2. Path Transversal Vulnerability
In short, the attacker’s goal is to explore the target’s filesystem. This can go from reading files, retrieving source codes and data files, or even operational system critical files such as password hashes. If the attacker can write files, like in uploads, it can be even more dangerous. He can modify the application, deface it, upload backdoors and spurious code, or even create new user credentials on the host by modifying password files. So, applications prone to this attack are those which allow the user to specify a filename (regardless if it is in the URI or POST post query parameters) for some operations. The problem occurs if they don’t check if there are any absolute or relative path assignments on the string. For instance:
In this case, the attacker uses “../” sequences in order to exploit a download function. The “../” Linux (and the “..\” in Windows) means “go to the directory from the current path”. That’s the most common pattern for this class of attacks, also known as the ‘dot-dot-dash’ attack. Also, the malicious parameter may try to find relative or absolute paths on the target’s filesystem. And, to make things worse, the “../” can be obfuscated in a number of ways to make it harder to identify the attack attempts. Using encodings variations like:
- “%2e”, “%252e” (double-encoding) or “%c0%ae” (UTF8 encoding) to place a . (dot)
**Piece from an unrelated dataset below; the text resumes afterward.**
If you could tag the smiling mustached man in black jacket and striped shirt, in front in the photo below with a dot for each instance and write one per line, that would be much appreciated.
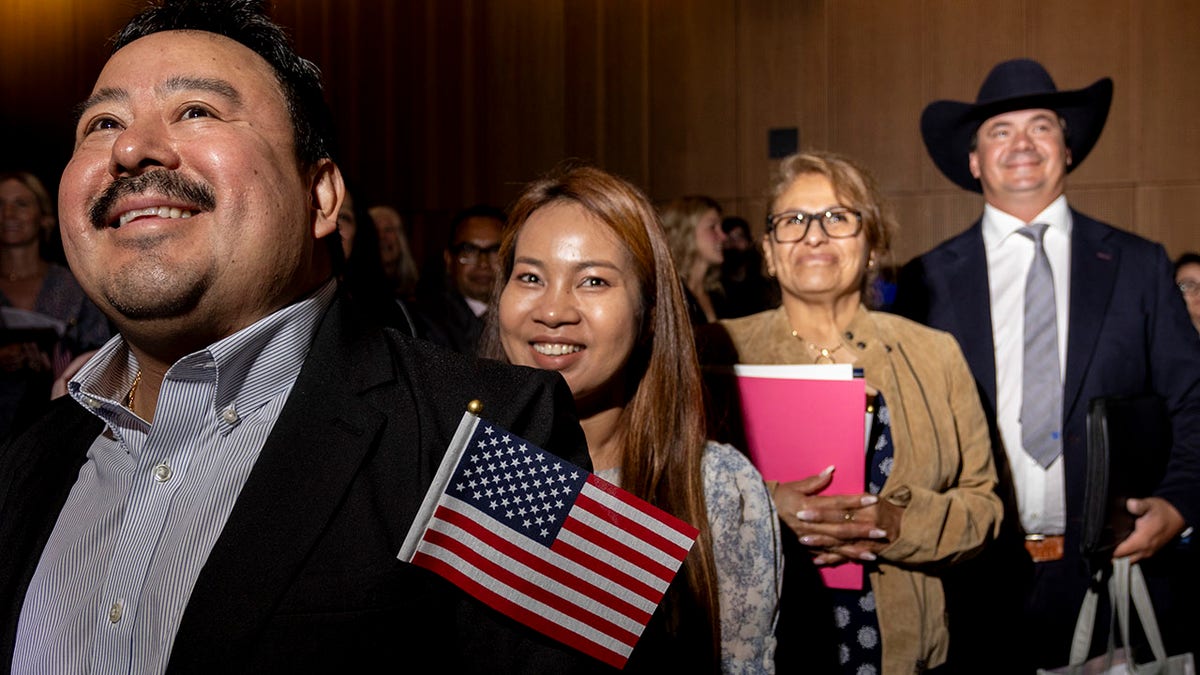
(229, 483)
- “%2f”, “%252f” (double-encoding) or “%c0%af” (UTF8 encoding) to place a slash (/)
- “%5c”, “%255c” (double-encoding) or “%c1%9c” (UTF8 encoding) to place a backslash (\)
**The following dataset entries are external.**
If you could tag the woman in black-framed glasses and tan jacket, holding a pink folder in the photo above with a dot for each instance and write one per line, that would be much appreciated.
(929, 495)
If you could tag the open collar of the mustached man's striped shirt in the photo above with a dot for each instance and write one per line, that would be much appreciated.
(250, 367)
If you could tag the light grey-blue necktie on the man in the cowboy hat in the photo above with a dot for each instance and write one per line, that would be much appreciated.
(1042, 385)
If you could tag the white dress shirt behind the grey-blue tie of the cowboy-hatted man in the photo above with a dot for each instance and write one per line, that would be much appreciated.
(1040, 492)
- “%3a”, “%253a” (double-encoding) or “%c0%3a” (UTF8 encoding) to place a colon (:)
Last, but not least, some archive formats, such as .zip, also allow path transversal. So, special care must be used if there is any need for archive extraction to the filesystem.
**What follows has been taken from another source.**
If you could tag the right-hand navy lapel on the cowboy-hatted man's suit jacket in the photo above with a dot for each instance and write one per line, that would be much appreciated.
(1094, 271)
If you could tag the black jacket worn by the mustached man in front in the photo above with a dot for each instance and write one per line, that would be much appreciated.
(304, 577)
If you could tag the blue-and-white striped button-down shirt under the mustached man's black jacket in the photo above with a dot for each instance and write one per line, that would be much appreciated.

3. Mitigation Path Transversal Attacks
Note that, path transversal vulnerability is one of the usual vectors for ransomware attacks, for instance. It may allow the upload of ransomware code to our application servers. By replacing part of the application code, the next step is just a matter of tricking the server into executing it. Thus, there are some things we can do to properly mitigate path transversal attacks, there are a number of modifications that we can use:
- Avoid using filesystem access APIs with user-supplied parameters
- Ensure that the application server runs with restricted permissions, i.e. only can read and write to the required paths and uses access-restricted credentials
- Chroot your application. The chroot system call traps the application execution context to a specific folder path. That ensures that the application will not be able to read or write files it is not supposed to
- Validate any user input against the valid patterns. That’s a recommendation that never gets old. Regarding filenames, we must evaluate the filename user parameters to check they are valid within the expected scope
As we saw in this tutorial, even a simple vulnerability can be very damaging. In the case of path transversal, letting user-supplied filenames without proper validation is enough to create a lot of issues. So, remember that we can never be careful enough when it comes to validating user input. By proper validation, we can avoid many common flaws that plague web applications worldwide.